The thrust of it was why McCain had suddenly pulled even with, or ahead of, Obama in polls. She posited that it was because the American people had just started paying attention, and what they saw was:
The Rick Warren debate mattered. Why? It took place at exactly the moment America was starting to pay attention. This is what it looked like by the end of the night: Mr. McCain, normal. Mr. Obama, not normal….
She, like some others, thought Obama really backed himself into a corner on abortion, to wit:
As to the question when human life begins, the answer to which is above Mr. Obama’s pay grade, oh, let’s go on a little tear. You know why they call it birth control? Because it’s meant to stop a birth from happening nine months later. We know when life begins. Everyone who ever bought a pack of condoms knows when life begins.

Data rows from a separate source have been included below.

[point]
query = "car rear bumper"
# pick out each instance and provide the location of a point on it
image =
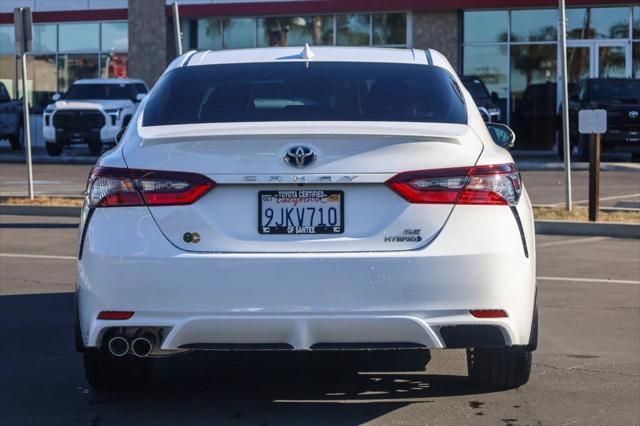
(311, 300)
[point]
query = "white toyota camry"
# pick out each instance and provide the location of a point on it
(320, 199)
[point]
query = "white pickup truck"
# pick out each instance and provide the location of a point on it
(91, 112)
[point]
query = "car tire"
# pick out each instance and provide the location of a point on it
(95, 147)
(17, 139)
(500, 368)
(54, 149)
(107, 372)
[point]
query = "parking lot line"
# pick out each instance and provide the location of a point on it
(37, 256)
(613, 197)
(589, 280)
(572, 241)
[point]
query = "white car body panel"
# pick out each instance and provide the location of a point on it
(240, 287)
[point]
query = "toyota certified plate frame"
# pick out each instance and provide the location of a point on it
(333, 198)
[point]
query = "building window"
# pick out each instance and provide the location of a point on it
(295, 31)
(379, 29)
(82, 37)
(534, 25)
(63, 53)
(352, 30)
(74, 66)
(604, 22)
(7, 39)
(209, 33)
(486, 26)
(114, 65)
(490, 64)
(115, 37)
(389, 29)
(45, 38)
(515, 53)
(238, 33)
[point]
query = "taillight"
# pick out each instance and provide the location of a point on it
(494, 184)
(117, 187)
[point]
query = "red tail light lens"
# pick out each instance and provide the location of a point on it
(115, 315)
(494, 185)
(117, 187)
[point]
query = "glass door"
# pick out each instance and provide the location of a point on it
(612, 59)
(579, 63)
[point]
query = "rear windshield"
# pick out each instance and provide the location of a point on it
(476, 88)
(101, 91)
(321, 91)
(615, 90)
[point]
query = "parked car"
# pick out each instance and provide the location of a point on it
(11, 119)
(91, 112)
(621, 98)
(487, 103)
(336, 200)
(534, 117)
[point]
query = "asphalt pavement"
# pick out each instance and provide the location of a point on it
(586, 370)
(618, 188)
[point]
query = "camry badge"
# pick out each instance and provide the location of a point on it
(299, 156)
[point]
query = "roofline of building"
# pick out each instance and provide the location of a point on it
(297, 7)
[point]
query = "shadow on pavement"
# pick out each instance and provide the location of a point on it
(42, 381)
(34, 225)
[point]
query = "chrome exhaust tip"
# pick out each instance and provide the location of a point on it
(141, 347)
(118, 346)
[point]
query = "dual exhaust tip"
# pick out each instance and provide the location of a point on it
(141, 347)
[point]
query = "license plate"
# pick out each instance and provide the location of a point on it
(300, 211)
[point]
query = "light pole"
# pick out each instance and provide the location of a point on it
(562, 40)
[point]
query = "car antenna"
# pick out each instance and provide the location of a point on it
(307, 54)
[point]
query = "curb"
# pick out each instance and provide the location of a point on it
(543, 227)
(49, 160)
(602, 229)
(533, 166)
(59, 211)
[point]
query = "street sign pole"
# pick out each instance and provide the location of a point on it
(562, 40)
(593, 122)
(594, 178)
(26, 125)
(176, 28)
(22, 23)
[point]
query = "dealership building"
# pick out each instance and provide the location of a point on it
(510, 45)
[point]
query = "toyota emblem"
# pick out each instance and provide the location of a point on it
(299, 156)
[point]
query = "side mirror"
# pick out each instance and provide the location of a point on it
(120, 135)
(502, 135)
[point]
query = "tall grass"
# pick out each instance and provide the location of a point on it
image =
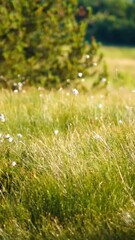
(71, 175)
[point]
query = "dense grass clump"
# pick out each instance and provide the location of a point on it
(67, 165)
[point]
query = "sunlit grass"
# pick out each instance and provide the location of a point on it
(69, 172)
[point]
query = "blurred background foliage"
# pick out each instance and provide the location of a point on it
(113, 21)
(42, 42)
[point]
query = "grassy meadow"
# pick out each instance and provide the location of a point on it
(67, 161)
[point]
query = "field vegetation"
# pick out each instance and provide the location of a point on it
(68, 162)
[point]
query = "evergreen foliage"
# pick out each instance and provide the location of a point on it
(42, 43)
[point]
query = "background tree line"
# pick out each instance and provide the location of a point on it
(113, 21)
(42, 43)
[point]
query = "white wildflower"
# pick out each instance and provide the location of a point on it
(103, 80)
(19, 135)
(7, 136)
(83, 80)
(120, 121)
(87, 56)
(56, 131)
(75, 91)
(20, 85)
(10, 139)
(80, 74)
(16, 91)
(13, 164)
(95, 64)
(2, 117)
(100, 106)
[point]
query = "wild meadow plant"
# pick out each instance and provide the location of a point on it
(69, 171)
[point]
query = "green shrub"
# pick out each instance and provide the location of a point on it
(42, 42)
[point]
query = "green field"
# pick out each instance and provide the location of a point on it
(67, 169)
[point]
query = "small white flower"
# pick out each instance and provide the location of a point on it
(83, 80)
(19, 135)
(20, 85)
(75, 91)
(60, 89)
(7, 136)
(87, 56)
(10, 139)
(16, 91)
(2, 117)
(56, 131)
(80, 74)
(13, 164)
(102, 96)
(103, 80)
(120, 121)
(100, 106)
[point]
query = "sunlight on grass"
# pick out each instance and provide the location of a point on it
(69, 171)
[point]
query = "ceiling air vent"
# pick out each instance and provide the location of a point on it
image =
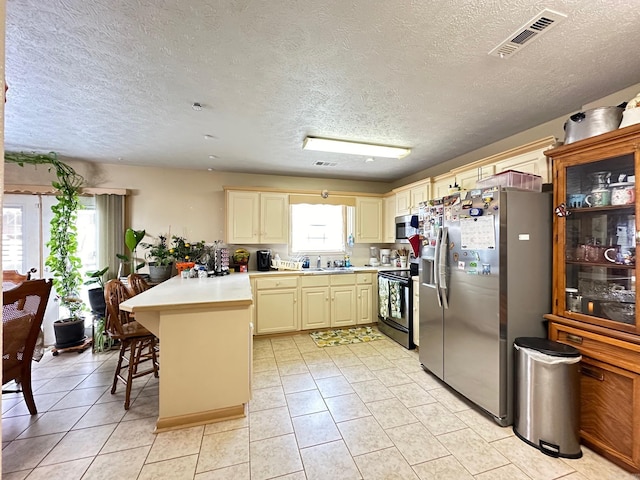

To put it another way, with conception something begins. What do you think it is? A car? A 1948 Buick?
Then there was her little shot at W. As a former speechwriter for his Dad, she’s always been sort of amiably disapproving toward the current POTUS:
(The number of men who’ve made it to the top of the GOP who don’t particularly like making speeches, both Bushes and Mr. McCain, is astonishing, and at odds with the presumed requirements of the media age. The first Bush saw speeches as show biz, part of the weary requirement of leadership, and the second’s approach reflects a sense that words, though interesting, were not his friend.)
Her way of doing that provokes a thought: Don’t you think the Bush-haters would get a lot farther if they could tamp down the virulence enough to be able to criticize the kinder, gentler way she does?
But while the piece had some good bits, I had to disagree with her conclusion, which was that McCain should make the one-term pledge:
A move that would help him win doubtful voters, win disaffected Democrats, allow some Republicans to not have to get drunk to vote for him, and that could possibly yield real results for his country. This seems to me such a potentially electrifying idea that he’d likely walk out of his convention as the future president.
In other words, she’s saying, it would be a great gimmick for winning the election. She said his political ambition prevents him from making the pledge. But wouldn’t the ultimate evidence of political ambition, of desire to win this election at all costs, be pulling just such a stunt as she suggests?